И не приму я в конце жизни какой-либо веры. Я за то, что-, бы Бога носить в себе, в сердце, в душе, в жизненных принципах. Именно к этому в итоге, я думаю, стремится любая религия, как к конечному результату своих усилий. А обряды дело не первостепенное, но не праздное. Кто хочет, чтобы самого или близких его хоронили, аки псов безродных?! Плохо ли, когда наречение именем новорожденного обставлено праздником?! А сколько санитарно-гигиенических, диетологических требований обрели форму обрядности!
А исповедь! Исповедь, как христианское таинство, очистительный обряд — не случайна, а обусловлена почти физиологической потребностью человека в этом. Так называемая «дорожная откровенность» той же природы.
Религия в вопросах нравственности не имеет альтернативы. У нас была возможность убедиться в этом. И потому я за религию.
А колымский доходяга, приисковый дистрофик Валька Дажицкий, вырастает в моих глазах в Войцеха Якубовича Дажицкого, в отца Мартыньяна, отдающего свою жизнь без остатка состраданию, милосердию, утешению и воспитанию в своей пастве человеческого начала в высоком смысле этого слова.

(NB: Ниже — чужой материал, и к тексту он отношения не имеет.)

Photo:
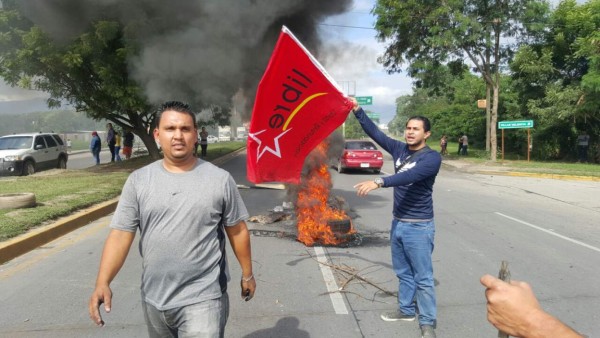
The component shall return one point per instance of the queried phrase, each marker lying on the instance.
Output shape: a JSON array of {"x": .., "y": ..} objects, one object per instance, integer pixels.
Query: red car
[{"x": 360, "y": 155}]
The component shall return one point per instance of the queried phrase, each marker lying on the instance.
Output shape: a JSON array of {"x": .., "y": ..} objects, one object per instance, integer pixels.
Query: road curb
[
  {"x": 40, "y": 236},
  {"x": 539, "y": 175},
  {"x": 37, "y": 237}
]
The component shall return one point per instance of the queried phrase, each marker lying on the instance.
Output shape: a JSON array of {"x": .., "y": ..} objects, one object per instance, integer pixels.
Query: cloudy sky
[
  {"x": 349, "y": 54},
  {"x": 357, "y": 69}
]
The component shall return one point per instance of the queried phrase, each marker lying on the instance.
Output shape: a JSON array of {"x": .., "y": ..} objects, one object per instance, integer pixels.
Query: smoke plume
[{"x": 199, "y": 51}]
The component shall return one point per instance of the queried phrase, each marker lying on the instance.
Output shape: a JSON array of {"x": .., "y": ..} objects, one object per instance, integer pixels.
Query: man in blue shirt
[{"x": 413, "y": 228}]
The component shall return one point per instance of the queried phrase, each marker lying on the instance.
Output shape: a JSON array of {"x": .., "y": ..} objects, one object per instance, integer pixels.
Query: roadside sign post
[
  {"x": 364, "y": 100},
  {"x": 527, "y": 124}
]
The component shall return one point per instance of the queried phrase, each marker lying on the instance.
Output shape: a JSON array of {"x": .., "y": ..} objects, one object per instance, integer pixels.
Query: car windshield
[
  {"x": 361, "y": 145},
  {"x": 15, "y": 142}
]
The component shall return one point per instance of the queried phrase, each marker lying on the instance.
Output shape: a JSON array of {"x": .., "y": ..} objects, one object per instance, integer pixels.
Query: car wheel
[
  {"x": 340, "y": 168},
  {"x": 17, "y": 200},
  {"x": 28, "y": 168},
  {"x": 62, "y": 163}
]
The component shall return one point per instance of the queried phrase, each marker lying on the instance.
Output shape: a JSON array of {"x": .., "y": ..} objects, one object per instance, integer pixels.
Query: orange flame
[{"x": 312, "y": 209}]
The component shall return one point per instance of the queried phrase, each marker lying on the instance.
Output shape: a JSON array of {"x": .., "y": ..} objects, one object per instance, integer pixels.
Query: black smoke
[{"x": 199, "y": 51}]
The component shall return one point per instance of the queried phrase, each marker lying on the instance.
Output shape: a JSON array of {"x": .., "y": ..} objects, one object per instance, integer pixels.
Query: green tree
[
  {"x": 557, "y": 79},
  {"x": 90, "y": 72},
  {"x": 425, "y": 34}
]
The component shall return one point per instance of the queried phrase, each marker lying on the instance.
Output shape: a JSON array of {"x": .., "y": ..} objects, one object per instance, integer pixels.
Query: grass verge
[{"x": 61, "y": 192}]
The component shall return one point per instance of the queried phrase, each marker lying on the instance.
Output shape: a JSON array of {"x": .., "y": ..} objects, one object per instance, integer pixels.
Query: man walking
[
  {"x": 182, "y": 244},
  {"x": 413, "y": 229}
]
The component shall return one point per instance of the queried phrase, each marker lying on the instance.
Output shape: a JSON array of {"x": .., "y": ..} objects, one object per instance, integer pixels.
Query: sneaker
[
  {"x": 396, "y": 315},
  {"x": 427, "y": 331}
]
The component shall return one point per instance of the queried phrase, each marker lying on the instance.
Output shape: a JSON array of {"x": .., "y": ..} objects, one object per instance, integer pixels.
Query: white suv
[{"x": 24, "y": 154}]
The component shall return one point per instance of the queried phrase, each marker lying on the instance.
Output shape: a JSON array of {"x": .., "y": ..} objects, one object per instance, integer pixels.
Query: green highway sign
[
  {"x": 364, "y": 100},
  {"x": 515, "y": 124}
]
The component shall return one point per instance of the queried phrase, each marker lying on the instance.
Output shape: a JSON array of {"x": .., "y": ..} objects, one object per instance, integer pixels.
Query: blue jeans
[
  {"x": 96, "y": 154},
  {"x": 205, "y": 319},
  {"x": 412, "y": 246}
]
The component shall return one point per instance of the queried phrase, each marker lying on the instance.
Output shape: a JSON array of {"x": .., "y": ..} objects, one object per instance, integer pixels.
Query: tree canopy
[{"x": 428, "y": 35}]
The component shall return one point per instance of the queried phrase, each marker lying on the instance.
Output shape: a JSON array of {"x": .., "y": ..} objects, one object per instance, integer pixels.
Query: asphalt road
[{"x": 546, "y": 229}]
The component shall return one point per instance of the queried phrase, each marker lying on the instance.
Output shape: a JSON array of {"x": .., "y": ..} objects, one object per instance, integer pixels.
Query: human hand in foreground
[
  {"x": 100, "y": 295},
  {"x": 248, "y": 288},
  {"x": 513, "y": 309}
]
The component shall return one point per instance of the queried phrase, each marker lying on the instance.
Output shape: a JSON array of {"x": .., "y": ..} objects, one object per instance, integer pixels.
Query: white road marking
[
  {"x": 336, "y": 298},
  {"x": 551, "y": 232}
]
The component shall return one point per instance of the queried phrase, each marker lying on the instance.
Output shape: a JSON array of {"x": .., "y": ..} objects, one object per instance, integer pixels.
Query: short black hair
[
  {"x": 175, "y": 106},
  {"x": 426, "y": 123}
]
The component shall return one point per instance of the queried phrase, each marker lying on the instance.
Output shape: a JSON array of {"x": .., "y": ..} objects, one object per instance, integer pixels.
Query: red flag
[{"x": 297, "y": 106}]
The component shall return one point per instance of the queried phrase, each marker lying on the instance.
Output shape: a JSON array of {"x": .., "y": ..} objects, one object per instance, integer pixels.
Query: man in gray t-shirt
[{"x": 183, "y": 207}]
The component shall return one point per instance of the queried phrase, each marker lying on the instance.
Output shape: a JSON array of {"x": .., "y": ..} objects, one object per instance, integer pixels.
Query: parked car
[
  {"x": 362, "y": 155},
  {"x": 212, "y": 139},
  {"x": 25, "y": 154}
]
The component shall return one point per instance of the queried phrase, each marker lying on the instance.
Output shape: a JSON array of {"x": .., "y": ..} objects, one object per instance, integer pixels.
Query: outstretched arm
[
  {"x": 513, "y": 308},
  {"x": 114, "y": 254},
  {"x": 239, "y": 238}
]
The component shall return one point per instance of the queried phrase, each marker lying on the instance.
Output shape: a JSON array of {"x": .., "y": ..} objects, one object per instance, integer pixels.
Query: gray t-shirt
[{"x": 181, "y": 218}]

Декабрь 1990 г. Позднее послесловие
Поселок Городковка находится в шестнадцати километрах от железной дороги. Какая глушь, казалось бы! В этой глуши с 1957 года без выходных, с ненормированным рабочим днем на духовной ниве трудится скромный, сосредоточенный человек, нездоровый и безмерно уставший — католический священник отец Мартыньян. Не только безропотно, но с благодарностью Богу несет он до конца свой нелегкий крест воспитателя и врачевателя душ. И вдруг — приглашение в Ватикан. Можно понять чувства приглашенного, его волнение. Италия, Рим, Ватикан — сердце католицизма, колыбель христианства.

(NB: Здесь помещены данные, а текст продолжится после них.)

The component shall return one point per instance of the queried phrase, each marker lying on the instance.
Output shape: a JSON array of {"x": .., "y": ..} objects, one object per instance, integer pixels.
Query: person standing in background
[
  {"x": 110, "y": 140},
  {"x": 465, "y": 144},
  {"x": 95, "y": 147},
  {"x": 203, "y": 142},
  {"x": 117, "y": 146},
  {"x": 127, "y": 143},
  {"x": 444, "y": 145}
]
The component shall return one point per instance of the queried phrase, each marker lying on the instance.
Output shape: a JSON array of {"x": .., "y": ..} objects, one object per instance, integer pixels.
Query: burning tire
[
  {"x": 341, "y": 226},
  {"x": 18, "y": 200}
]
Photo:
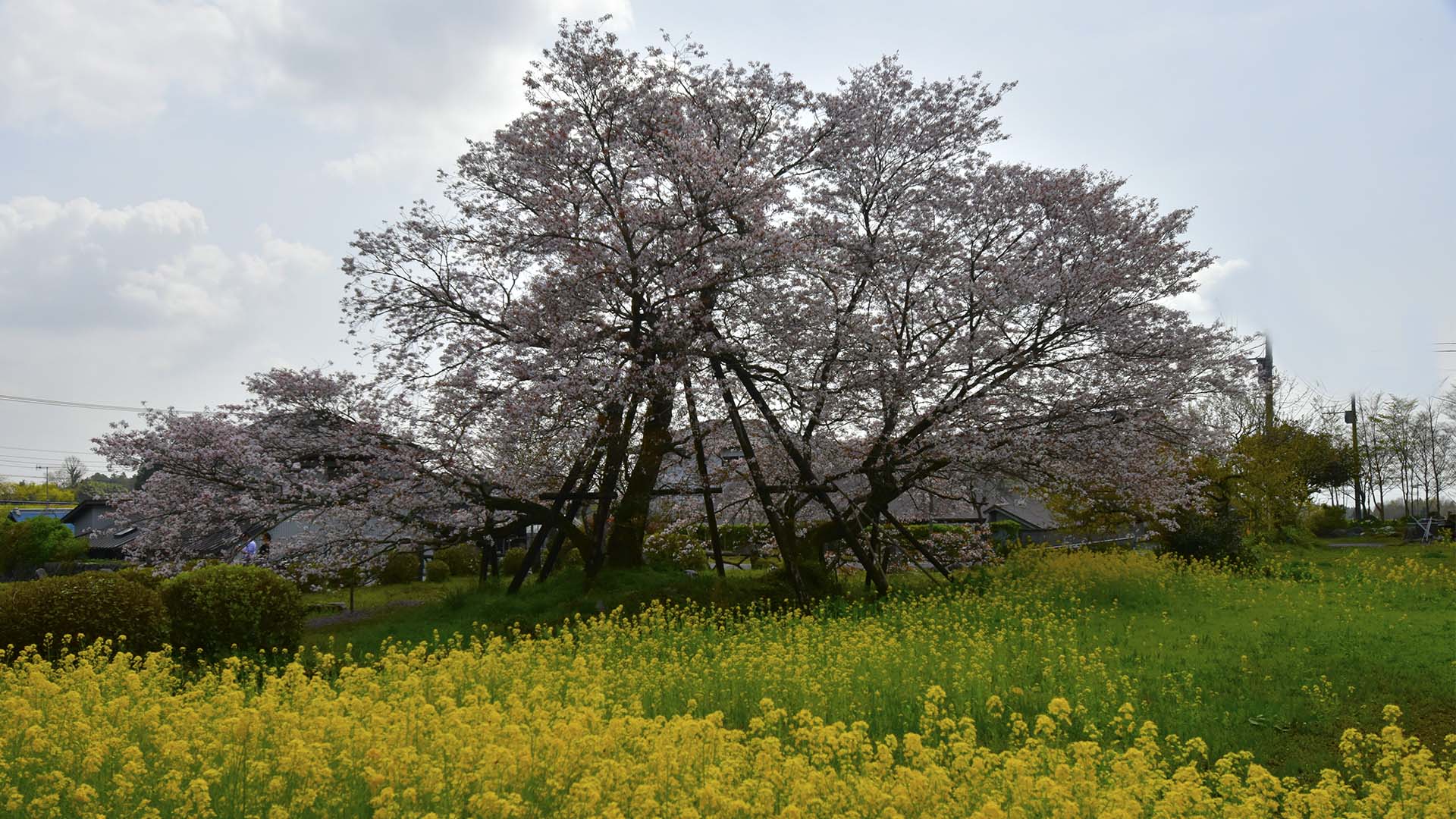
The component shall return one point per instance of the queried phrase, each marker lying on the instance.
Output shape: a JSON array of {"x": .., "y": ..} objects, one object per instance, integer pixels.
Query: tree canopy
[{"x": 845, "y": 284}]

В Италию Войцех Якубович выехал в сентябре. Ноябрь был уже на исходе, а от него не было весточки. Мы с женой, волнуясь за него, запросили телеграммой Городковку. В начале декабря получили бандероль с фотографиями и краткое письмецо. Ни слова о впечатлениях от поездки, от встречи с главой католической церкви, от Ватикана, Италии. Сдержанность, скромность, столь знакомые мне...
От стороннего человека я узнал, что отец Мартыньян 30-го сентября в Ватикане участвовал в богослужении вместе с папой римским Иоанном-Павлом Вторым во время Ассамблеи епископата.
Близкий друг отца Мартыньяна, Ванда Ивановна Гриневич, писала о нем: «...жив и — поскольку возможно — здоров. Дома почти не бывает. Уйма хлопот со строительством костела в Ярышевке, освятил костел в Гусятине. Потом — Львов...»
Еще кое-что все же дошло до меня. Папа римский отнесся к отцу Мартыньяну с исключительным теплом и вниманием. Дажицкий получил от него индивидуальное благословение и портрет с надписью.